“Constant you are,

But yet a woman; and for secrecy,

No lady closer, for I will believe

Thou wilt not utter what thou dost not know.”

—Shakespeare.

Win found his mother in her boudoir and delivered Mrs. Willers’ letter to her without comment. He saw her read it and then sit silent, her brows drawn, looking into the fire beside which she sat. It was impossible just then for him to allude to the subject of the letter, and, after standing by the mantelpiece awkwardly warming his wet feet, he went upstairs to his own rooms.

At dinner the family trio was unusually quiet. Under the blaze of light that fell from the great crystal chandelier over the table with its weight of glass and silver, the three participants looked preoccupied and stupid. The two Chinese servants, soft-footed as cats, and spotless in their crisp white, moved about the table noiselessly, offering dish after dish to their impassive employers.

It was one of those irritating occasions when everything seems to combine for the purpose of exasperating. Bessie, annoyed by the contents of Mrs. Willers’ letter, found her annoyance augmented by the fact that Maud looked particularly plain that evening, and the Count de Lamolle was expected after dinner. Worry had robbed her face of such sparkle as it possessed and had accentuated its ungirlish heaviness. She felt that her engagement to Latimer must be announced, for the Count de Lamolle was exhibiting those signs of a coming proposal that she knew well, and what excuse could she give her mother for rejecting him? She must tell the truth, and the thought alarmed her shrinking and peaceable soul. She sat silent, crumbling her bread with a nervous hand and wondering how she could possibly avert the offer if the count showed symptoms of making it that evening.

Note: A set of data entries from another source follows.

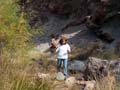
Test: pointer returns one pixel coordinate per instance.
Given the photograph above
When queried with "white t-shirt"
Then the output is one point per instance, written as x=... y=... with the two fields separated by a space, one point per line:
x=62 y=51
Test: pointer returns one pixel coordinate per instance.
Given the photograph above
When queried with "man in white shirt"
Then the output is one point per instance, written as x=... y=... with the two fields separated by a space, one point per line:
x=62 y=51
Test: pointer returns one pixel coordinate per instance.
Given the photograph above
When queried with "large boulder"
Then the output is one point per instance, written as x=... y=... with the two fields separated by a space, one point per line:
x=70 y=82
x=115 y=67
x=96 y=68
x=77 y=65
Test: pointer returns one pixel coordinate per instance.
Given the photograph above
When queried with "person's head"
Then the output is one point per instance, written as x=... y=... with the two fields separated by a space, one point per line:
x=63 y=40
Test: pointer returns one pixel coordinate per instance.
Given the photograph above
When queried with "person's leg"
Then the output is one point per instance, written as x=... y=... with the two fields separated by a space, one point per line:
x=59 y=62
x=65 y=63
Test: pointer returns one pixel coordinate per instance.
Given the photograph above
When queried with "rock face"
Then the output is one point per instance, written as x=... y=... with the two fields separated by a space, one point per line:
x=77 y=65
x=70 y=81
x=60 y=76
x=96 y=68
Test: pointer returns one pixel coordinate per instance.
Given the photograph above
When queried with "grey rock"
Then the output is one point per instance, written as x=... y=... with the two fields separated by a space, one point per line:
x=77 y=66
x=70 y=82
x=96 y=68
x=115 y=67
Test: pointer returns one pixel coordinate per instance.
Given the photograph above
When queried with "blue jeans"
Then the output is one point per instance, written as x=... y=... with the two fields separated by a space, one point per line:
x=65 y=63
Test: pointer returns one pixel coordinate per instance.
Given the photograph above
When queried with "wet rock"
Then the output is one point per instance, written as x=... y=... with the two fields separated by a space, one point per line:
x=115 y=67
x=70 y=82
x=77 y=66
x=96 y=68
x=60 y=76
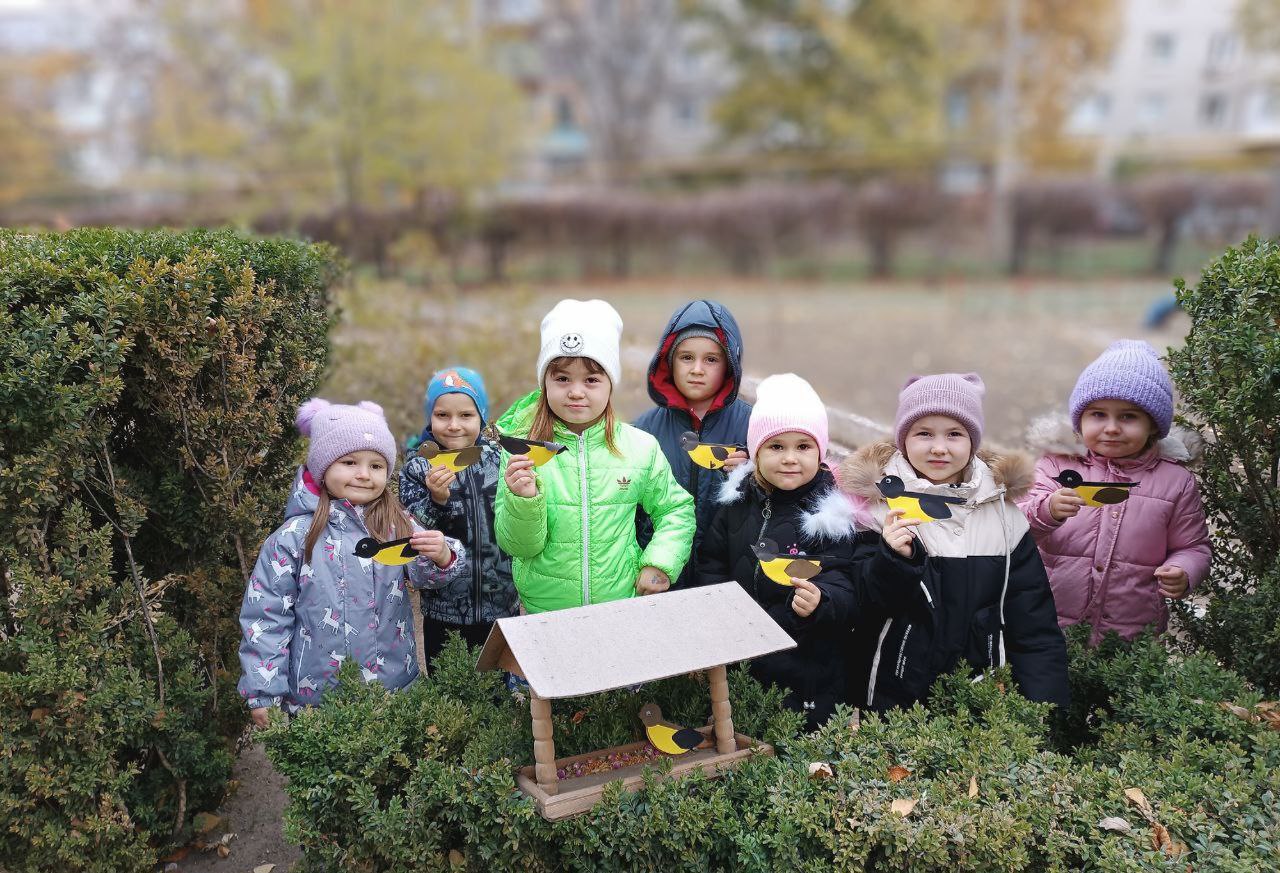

After dinner her mother left her in the small reception-room, a rich and ornate apartment, furnished in an oriental manner with divans, cushions, and Moorish hangings. The zeal for chaperonage had not yet penetrated to the West, and Bessie considered that to leave her daughter thus alone was to discharge her duties as a parent with delicate correctness. She retired to the adjoining library, where the count, on entering, had a glimpse of her sitting in a low chair, languidly turning the pages of a magazine. He, on his part, had lived in the West long enough to know that the disposal of the family in these segregated units was what custom and conventionality dictated.

The count was a clever man and had studied the United States from other points of vantage than the window of a Pullman car.